Die bahamischen Behörden haben einen 59-jährigen US-Bürger festgenommen. Er wird im Zusammenhang mit dem mysteriösen Verschwinden der Amerikanerin Lynette Hooker befragt. Was als tragischer Bootsunfall im Abaco-Archipel begann, hat sich nun zu einer internationalen kriminalistischen Untersuchung entwickelt. Die US-Küstenwache hat eine eigene Strafermittlung eingeleitet, während die lokalen Rettungskräfte ihre Suche in eine Bergungsoperation umgewandelt haben. Im Zentrum des Falls steht eine Diskrepanz zwischen den Schilderungen des Ehemanns und der tiefen Skepsis der Tochter des Opfers.

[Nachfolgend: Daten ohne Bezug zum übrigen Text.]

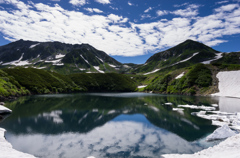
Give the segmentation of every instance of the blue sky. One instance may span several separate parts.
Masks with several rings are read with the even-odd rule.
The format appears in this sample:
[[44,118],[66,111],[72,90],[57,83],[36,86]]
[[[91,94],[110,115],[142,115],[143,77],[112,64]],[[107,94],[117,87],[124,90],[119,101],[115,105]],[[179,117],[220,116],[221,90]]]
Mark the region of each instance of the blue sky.
[[187,39],[240,51],[240,0],[0,0],[0,46],[19,39],[89,43],[137,64]]

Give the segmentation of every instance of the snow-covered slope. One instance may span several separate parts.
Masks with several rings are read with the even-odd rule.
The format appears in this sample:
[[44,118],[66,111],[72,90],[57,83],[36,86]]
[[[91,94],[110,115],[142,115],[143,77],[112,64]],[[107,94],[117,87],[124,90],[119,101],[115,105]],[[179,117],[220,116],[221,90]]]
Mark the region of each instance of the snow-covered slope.
[[2,158],[35,158],[32,155],[22,153],[12,148],[12,145],[4,138],[5,129],[0,128],[0,157]]
[[212,61],[215,61],[215,60],[218,60],[218,59],[222,58],[222,54],[223,53],[216,53],[216,57],[214,59],[207,60],[207,61],[204,61],[202,63],[203,64],[210,64]]
[[220,144],[195,154],[168,154],[164,158],[239,158],[240,134],[232,136]]
[[11,113],[12,110],[6,108],[5,106],[0,105],[0,114],[1,113]]
[[219,72],[217,78],[219,93],[212,95],[240,98],[240,71]]

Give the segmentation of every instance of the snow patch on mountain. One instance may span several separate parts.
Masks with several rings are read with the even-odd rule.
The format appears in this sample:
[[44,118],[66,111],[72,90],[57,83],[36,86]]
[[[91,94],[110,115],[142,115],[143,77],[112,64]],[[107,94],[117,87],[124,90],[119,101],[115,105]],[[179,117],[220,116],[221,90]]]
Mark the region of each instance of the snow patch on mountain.
[[61,61],[62,59],[57,59],[57,60],[46,60],[45,63],[53,63],[53,64],[57,64]]
[[113,68],[115,68],[115,67],[117,67],[117,66],[115,66],[115,65],[112,65],[112,64],[108,64],[109,66],[111,66],[111,67],[113,67]]
[[65,57],[64,54],[57,54],[57,55],[55,56],[56,59],[63,58],[63,57]]
[[159,71],[160,69],[156,69],[156,70],[153,70],[153,71],[151,71],[151,72],[147,72],[147,73],[145,73],[145,74],[143,74],[143,75],[149,75],[149,74],[153,74],[153,73],[155,73],[155,72],[157,72],[157,71]]
[[[198,53],[199,53],[199,52],[196,52],[196,53],[194,53],[191,57],[189,57],[189,58],[187,58],[187,59],[184,59],[184,60],[181,60],[181,61],[179,61],[179,62],[176,62],[176,63],[174,63],[174,64],[172,64],[172,65],[170,65],[170,66],[174,66],[174,65],[177,65],[177,64],[179,64],[179,63],[183,63],[183,62],[185,62],[185,61],[188,61],[188,60],[192,59],[194,56],[196,56]],[[166,66],[165,68],[170,67],[170,66]],[[155,72],[157,72],[157,71],[159,71],[159,70],[160,70],[160,69],[155,69],[155,70],[153,70],[153,71],[151,71],[151,72],[147,72],[147,73],[145,73],[145,74],[143,74],[143,75],[149,75],[149,74],[155,73]]]
[[[84,60],[86,63],[89,64],[89,62],[82,56],[82,54],[81,54],[80,56],[83,58],[83,60]],[[89,64],[89,65],[90,65],[90,64]]]
[[[96,56],[96,57],[97,57],[97,56]],[[102,63],[104,63],[102,59],[100,59],[99,57],[97,57],[97,58],[98,58],[98,60],[100,60]]]
[[18,60],[11,61],[8,63],[4,63],[2,65],[15,65],[15,66],[25,66],[25,65],[30,65],[31,63],[28,60],[21,61],[23,58],[24,53],[22,53],[21,57]]
[[36,47],[37,45],[39,45],[40,43],[37,43],[37,44],[33,44],[33,45],[31,45],[29,48],[31,49],[31,48],[34,48],[34,47]]
[[177,64],[179,64],[179,63],[183,63],[183,62],[185,62],[185,61],[188,61],[188,60],[192,59],[195,55],[198,55],[198,53],[199,53],[199,52],[196,52],[196,53],[194,53],[192,56],[190,56],[189,58],[184,59],[184,60],[181,60],[181,61],[179,61],[179,62],[176,62],[175,64],[172,64],[172,65],[170,65],[170,66],[177,65]]
[[218,59],[222,58],[222,54],[223,54],[223,53],[216,53],[216,56],[215,56],[214,59],[212,59],[212,60],[207,60],[207,61],[204,61],[204,62],[202,62],[202,63],[203,63],[203,64],[210,64],[212,61],[215,61],[215,60],[218,60]]
[[145,88],[145,87],[147,87],[147,85],[138,86],[138,88]]
[[182,78],[184,76],[185,72],[182,72],[180,75],[178,75],[175,79]]
[[104,71],[101,71],[101,70],[100,70],[99,66],[93,66],[93,67],[94,67],[94,69],[96,69],[98,72],[104,73]]

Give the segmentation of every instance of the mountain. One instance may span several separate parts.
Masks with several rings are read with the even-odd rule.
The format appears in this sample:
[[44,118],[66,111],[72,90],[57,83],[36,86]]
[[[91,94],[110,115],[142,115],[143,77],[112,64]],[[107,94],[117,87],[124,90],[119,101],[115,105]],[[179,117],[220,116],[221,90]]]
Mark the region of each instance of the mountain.
[[0,47],[1,67],[33,67],[63,74],[120,72],[128,69],[89,44],[19,40]]
[[219,51],[202,43],[187,40],[173,48],[154,54],[134,72],[150,74],[173,66],[181,68],[201,62],[207,64],[220,57]]

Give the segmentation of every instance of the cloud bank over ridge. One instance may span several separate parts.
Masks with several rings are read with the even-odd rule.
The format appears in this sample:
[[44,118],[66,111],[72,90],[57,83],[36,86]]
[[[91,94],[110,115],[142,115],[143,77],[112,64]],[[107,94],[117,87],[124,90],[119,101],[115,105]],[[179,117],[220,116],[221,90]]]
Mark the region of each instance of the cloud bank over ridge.
[[[112,1],[95,2],[110,6]],[[199,15],[201,5],[184,4],[184,9],[175,5],[174,11],[156,10],[156,17],[163,19],[145,23],[98,8],[84,8],[90,3],[87,0],[71,0],[69,3],[80,9],[68,10],[59,4],[0,0],[0,33],[9,41],[89,43],[109,55],[119,56],[144,55],[187,39],[216,46],[227,42],[224,36],[240,33],[240,6],[237,2],[218,4],[206,16]],[[85,14],[81,8],[90,14]],[[156,18],[147,15],[153,11],[153,8],[146,8],[143,15]],[[164,15],[172,17],[164,19]]]

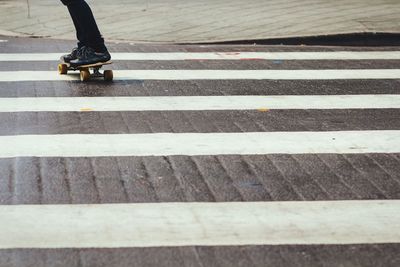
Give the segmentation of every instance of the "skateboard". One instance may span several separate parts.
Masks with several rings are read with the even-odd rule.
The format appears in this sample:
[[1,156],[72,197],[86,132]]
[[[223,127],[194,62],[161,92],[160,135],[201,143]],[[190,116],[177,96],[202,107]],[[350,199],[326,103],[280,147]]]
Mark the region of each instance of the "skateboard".
[[103,72],[100,72],[100,69],[103,67],[103,65],[110,64],[112,64],[112,61],[81,66],[71,66],[70,63],[62,62],[58,64],[58,73],[67,74],[69,70],[79,70],[82,82],[86,82],[91,78],[104,78],[105,81],[112,81],[114,78],[112,70],[104,70]]

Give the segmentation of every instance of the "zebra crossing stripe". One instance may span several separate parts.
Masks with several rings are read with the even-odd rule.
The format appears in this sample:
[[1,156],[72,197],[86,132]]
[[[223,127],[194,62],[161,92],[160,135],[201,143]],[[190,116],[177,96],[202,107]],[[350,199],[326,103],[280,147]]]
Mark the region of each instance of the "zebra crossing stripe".
[[[66,53],[3,53],[0,61],[57,61]],[[113,60],[399,60],[400,51],[112,53]]]
[[0,206],[0,248],[400,243],[400,201]]
[[400,108],[400,95],[0,98],[0,112]]
[[400,153],[400,131],[0,136],[0,158]]
[[[352,80],[400,79],[400,69],[115,70],[115,80]],[[0,82],[77,80],[56,71],[2,71]]]

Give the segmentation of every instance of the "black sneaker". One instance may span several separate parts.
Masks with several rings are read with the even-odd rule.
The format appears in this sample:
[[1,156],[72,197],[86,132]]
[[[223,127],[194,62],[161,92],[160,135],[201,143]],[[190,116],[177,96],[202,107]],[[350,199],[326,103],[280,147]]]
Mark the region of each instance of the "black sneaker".
[[65,63],[69,63],[71,62],[71,60],[75,60],[78,58],[78,53],[79,53],[79,48],[75,47],[72,49],[71,53],[61,56],[60,60]]
[[107,62],[111,59],[110,53],[105,51],[103,53],[95,52],[90,47],[82,47],[77,53],[77,59],[71,60],[71,66],[82,66],[96,63]]

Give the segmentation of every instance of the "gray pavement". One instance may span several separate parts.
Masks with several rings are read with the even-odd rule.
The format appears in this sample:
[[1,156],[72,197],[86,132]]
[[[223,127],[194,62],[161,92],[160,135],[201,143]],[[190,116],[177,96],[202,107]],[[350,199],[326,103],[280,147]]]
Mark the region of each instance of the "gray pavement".
[[[60,1],[0,1],[0,34],[74,39]],[[400,33],[397,0],[88,1],[108,40],[216,42],[346,33]]]
[[[0,37],[1,53],[63,53],[73,41]],[[393,51],[380,48],[110,44],[111,52]],[[0,57],[1,58],[1,57]],[[3,61],[0,72],[56,72],[54,61]],[[396,69],[397,60],[116,61],[113,69]],[[21,74],[22,75],[22,74]],[[0,98],[399,94],[400,79],[0,82]],[[400,130],[400,109],[3,112],[14,135]],[[33,146],[34,148],[34,146]],[[1,153],[1,151],[0,151]],[[0,158],[0,204],[278,202],[400,199],[400,154]],[[350,205],[350,204],[349,204]],[[1,207],[0,206],[0,207]],[[351,206],[349,206],[351,208]],[[387,214],[391,216],[393,214]],[[0,214],[1,218],[2,214]],[[24,217],[24,214],[15,214]],[[5,219],[5,218],[3,218]],[[3,220],[0,220],[0,225]],[[313,222],[311,222],[313,223]],[[366,222],[368,223],[368,222]],[[96,224],[96,222],[93,222]],[[229,225],[226,225],[229,229]],[[325,226],[320,225],[321,229]],[[340,228],[340,226],[338,226]],[[112,229],[112,226],[108,230]],[[379,227],[371,228],[372,230]],[[1,228],[0,228],[1,232]],[[102,233],[99,233],[101,235]],[[292,233],[288,233],[292,234]],[[395,236],[397,233],[393,233]],[[29,240],[29,236],[26,237]],[[112,238],[112,235],[110,235]],[[7,240],[0,238],[0,245]],[[34,244],[35,241],[32,241]],[[400,243],[150,248],[8,248],[0,266],[399,266]]]

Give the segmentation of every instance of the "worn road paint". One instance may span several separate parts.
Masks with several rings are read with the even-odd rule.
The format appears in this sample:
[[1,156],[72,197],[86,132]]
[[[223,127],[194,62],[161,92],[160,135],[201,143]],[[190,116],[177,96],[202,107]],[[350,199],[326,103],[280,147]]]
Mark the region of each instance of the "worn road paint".
[[400,108],[400,95],[0,98],[0,112]]
[[[66,53],[4,53],[0,61],[58,61]],[[400,51],[112,53],[113,60],[399,60]]]
[[400,153],[400,131],[0,136],[0,158]]
[[[352,80],[400,79],[400,69],[115,70],[114,80]],[[0,82],[79,80],[56,71],[2,71]]]
[[0,248],[400,243],[400,201],[0,206]]

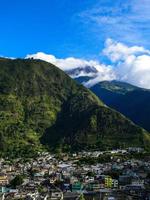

Das Rätsel der fehlenden Schlüssel

Brian Hooker schilderte den Behörden einen dramatischen Hergang. Laut seinen Angaben verließen er und seine Frau Lynette am Samstagabend gegen 19:30 Uhr Ortszeit Hope Town in einem acht Fuß großen Dinghy mit hartem Boden in Richtung Elbow Cay. Während der Fahrt sei Lynette über Bord gegangen. Das Problem: Sie habe die Bootsschlüssel mitgenommen, wodurch der Motor sofort ausging. Hooker behauptete, er habe das Boot stundenlang zurück an die Küste gepaddelt und sei erst am Sonntagmorgen gegen 4 Uhr im Marsh Harbor Boat Yard eingetroffen.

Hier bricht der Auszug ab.